- Promotional poster
- Directed by: Marc Evans
- Written by: Laurence Coriat
- Produced by: Jonathan Finn Dan Lupovitz
- Starring: Minnie Driver Haydn Gwynne Bob Pugh Owen Teale Steve Speirs Aneurin Barnard
- Cinematography: Charlotte Bruus Christensen
- Music by: Joby Talbot
- Production companies: Aegis Film Fund Mulligan and Nesbitt Productions Prescience
- Distributed by: Entertainment One
- Release dates: 25 October 2011 (London Film Festival); 2 March 2012 (United Kingdom);
- Running time: 110 minutes
- Country: United Kingdom
- Language: English
- Box office: $20,296

= Hunky Dory (film) =

Hunky Dory is a 2011 British independent musical film about the trials of an idealistic drama teacher as she tries to put on the end-of-year show. It was written by Laurence Coriat and directed by Welsh director Marc Evans and stars Minnie Driver, Aneurin Barnard, Kimberley Nixon and Robert Pugh. It premièred at the 55th BFI London Film Festival on 25 October 2011, and was officially released on 2 March 2012 in the UK.

==Plot==

Set in a Welsh comprehensive school during the summer of 1976, keen drama teacher Vivienne fights general teenage apathy to put on a glam rock musical version of Shakespeare's The Tempest of which David Bowie (whose album provides the name of the film) might be proud.

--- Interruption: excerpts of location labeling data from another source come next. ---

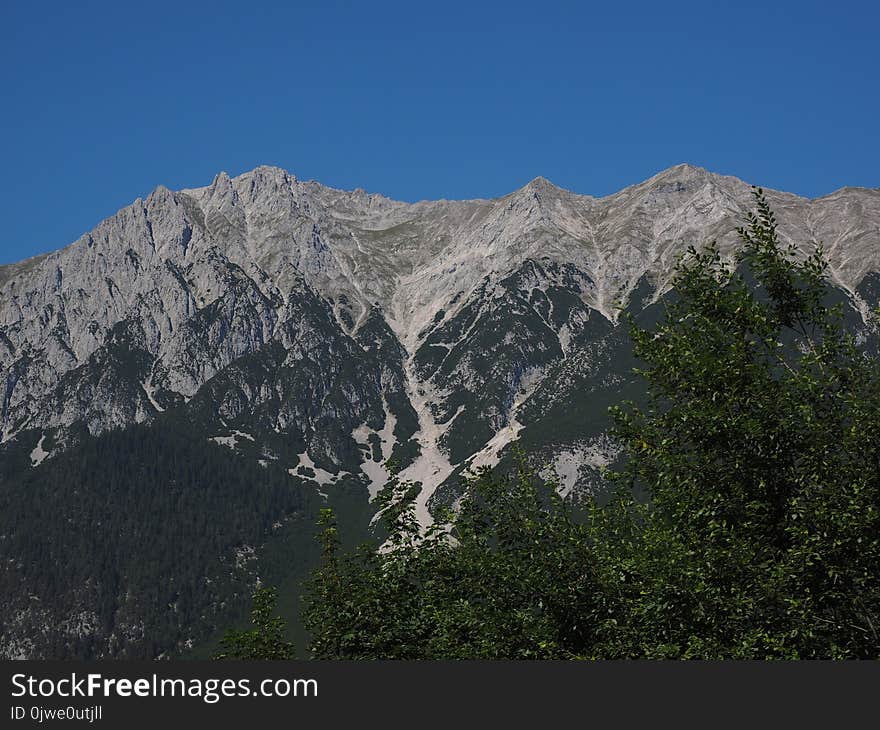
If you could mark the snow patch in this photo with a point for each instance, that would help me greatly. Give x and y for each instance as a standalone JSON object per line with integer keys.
{"x": 431, "y": 467}
{"x": 39, "y": 455}
{"x": 322, "y": 476}
{"x": 231, "y": 441}
{"x": 376, "y": 471}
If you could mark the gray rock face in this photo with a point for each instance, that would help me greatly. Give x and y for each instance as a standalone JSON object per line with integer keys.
{"x": 315, "y": 319}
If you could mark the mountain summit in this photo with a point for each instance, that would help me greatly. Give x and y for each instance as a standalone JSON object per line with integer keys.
{"x": 209, "y": 363}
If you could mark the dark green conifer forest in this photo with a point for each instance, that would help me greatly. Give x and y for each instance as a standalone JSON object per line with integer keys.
{"x": 756, "y": 535}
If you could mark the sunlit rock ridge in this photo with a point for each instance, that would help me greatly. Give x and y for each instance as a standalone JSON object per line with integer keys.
{"x": 328, "y": 330}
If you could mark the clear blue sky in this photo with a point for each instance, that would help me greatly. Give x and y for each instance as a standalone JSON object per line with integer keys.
{"x": 102, "y": 101}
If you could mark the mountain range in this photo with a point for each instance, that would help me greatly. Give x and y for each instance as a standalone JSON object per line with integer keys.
{"x": 272, "y": 335}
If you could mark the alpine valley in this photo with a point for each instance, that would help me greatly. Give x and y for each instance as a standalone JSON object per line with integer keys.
{"x": 187, "y": 384}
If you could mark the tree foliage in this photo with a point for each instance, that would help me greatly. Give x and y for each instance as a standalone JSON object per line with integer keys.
{"x": 266, "y": 639}
{"x": 757, "y": 445}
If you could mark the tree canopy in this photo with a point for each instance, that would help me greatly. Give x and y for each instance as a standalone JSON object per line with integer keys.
{"x": 757, "y": 447}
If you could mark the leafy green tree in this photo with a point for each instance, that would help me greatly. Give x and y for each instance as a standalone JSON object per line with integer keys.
{"x": 266, "y": 639}
{"x": 759, "y": 449}
{"x": 508, "y": 577}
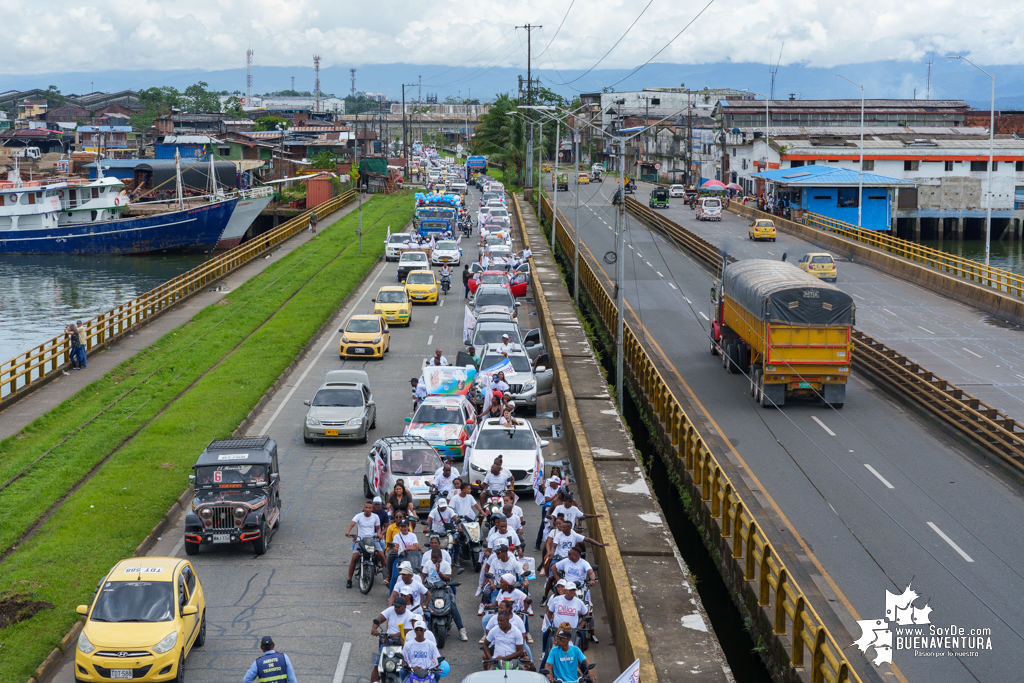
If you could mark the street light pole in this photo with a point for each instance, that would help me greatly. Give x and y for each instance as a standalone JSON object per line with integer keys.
{"x": 860, "y": 176}
{"x": 991, "y": 145}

To engage her students and encourage them to explore and express their emotions, Vivienne uses popular songs performed by a cast led by Davey. She intends for her teaching approach to help them discover areas of interest, reduce inhibitions, and participate in creative activities, while also studying Shakespeare.

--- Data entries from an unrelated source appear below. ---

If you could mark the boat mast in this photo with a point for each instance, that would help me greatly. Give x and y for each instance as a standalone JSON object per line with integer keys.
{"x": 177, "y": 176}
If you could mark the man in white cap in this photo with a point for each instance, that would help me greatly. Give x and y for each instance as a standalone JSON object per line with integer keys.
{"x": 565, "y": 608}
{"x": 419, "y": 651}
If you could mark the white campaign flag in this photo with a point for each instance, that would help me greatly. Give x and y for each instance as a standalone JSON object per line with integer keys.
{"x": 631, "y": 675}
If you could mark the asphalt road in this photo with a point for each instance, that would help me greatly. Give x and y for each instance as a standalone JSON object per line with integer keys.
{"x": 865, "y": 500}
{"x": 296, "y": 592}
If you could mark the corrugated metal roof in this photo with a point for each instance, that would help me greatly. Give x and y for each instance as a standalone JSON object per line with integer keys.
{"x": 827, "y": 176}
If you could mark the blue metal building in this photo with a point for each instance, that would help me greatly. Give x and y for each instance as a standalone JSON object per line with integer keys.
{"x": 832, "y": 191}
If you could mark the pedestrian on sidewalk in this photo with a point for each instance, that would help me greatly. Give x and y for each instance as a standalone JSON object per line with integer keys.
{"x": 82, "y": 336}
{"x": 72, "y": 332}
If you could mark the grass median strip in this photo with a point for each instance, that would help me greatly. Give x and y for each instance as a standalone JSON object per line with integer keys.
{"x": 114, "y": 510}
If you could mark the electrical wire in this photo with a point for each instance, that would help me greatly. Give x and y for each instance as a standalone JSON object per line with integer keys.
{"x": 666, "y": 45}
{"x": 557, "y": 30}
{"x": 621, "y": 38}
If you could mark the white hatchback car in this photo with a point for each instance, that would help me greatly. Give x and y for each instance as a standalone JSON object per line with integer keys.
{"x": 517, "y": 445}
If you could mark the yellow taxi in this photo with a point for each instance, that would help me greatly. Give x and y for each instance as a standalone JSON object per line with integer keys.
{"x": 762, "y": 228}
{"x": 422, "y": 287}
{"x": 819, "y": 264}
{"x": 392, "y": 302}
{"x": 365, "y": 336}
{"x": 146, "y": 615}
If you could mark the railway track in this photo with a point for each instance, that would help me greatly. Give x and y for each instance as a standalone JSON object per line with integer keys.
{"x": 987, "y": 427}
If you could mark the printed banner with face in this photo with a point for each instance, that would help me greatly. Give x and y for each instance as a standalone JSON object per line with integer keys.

Vivienne's aspirations appear thwarted by her troublesome students who, raging with hormones, get up to various antics that seem destined to sabotage the musical. She also faces opposition from traditionally-minded, old-fashioned teaching staff, making getting the show to opening night a constant challenge.

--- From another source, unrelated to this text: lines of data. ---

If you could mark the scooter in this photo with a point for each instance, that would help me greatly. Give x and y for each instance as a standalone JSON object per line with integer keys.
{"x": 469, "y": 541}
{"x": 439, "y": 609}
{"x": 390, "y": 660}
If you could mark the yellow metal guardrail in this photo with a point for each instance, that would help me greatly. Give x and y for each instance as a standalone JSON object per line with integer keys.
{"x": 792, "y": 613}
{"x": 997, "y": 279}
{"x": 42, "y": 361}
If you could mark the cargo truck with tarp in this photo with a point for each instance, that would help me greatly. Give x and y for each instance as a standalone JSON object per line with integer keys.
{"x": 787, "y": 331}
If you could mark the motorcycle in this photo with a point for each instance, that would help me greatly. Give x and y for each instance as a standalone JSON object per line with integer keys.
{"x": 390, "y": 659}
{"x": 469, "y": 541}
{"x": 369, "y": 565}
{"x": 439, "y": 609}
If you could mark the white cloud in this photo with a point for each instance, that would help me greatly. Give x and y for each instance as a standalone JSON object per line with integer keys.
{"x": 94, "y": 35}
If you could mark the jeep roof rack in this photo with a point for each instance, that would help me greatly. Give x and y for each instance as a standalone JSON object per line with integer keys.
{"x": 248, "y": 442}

When a frustrated student sets fire to the school auditorium destroying the stage and the sets, the show is cancelled by the headmaster, who was to play Prospero. A side plot involves conflict between Vivienne's liberalism and the attitudes of her long-standing opponents on the staff, centering on discovering which "delinquent" student was responsible for the arson.

Deflated, but ultimately unwilling to chart this mishap or her role as "music teacher" as yet another thing she's failed at, Vivienne persuades the headmaster to allow the production to move to an outdoor setting. Her production is a triumph, much enjoyed by both the students and the audience.

The film ending features a photo-montage of what became of each student after leaving school. Vivienne had remained as music teacher, directing a school play every year until retirement.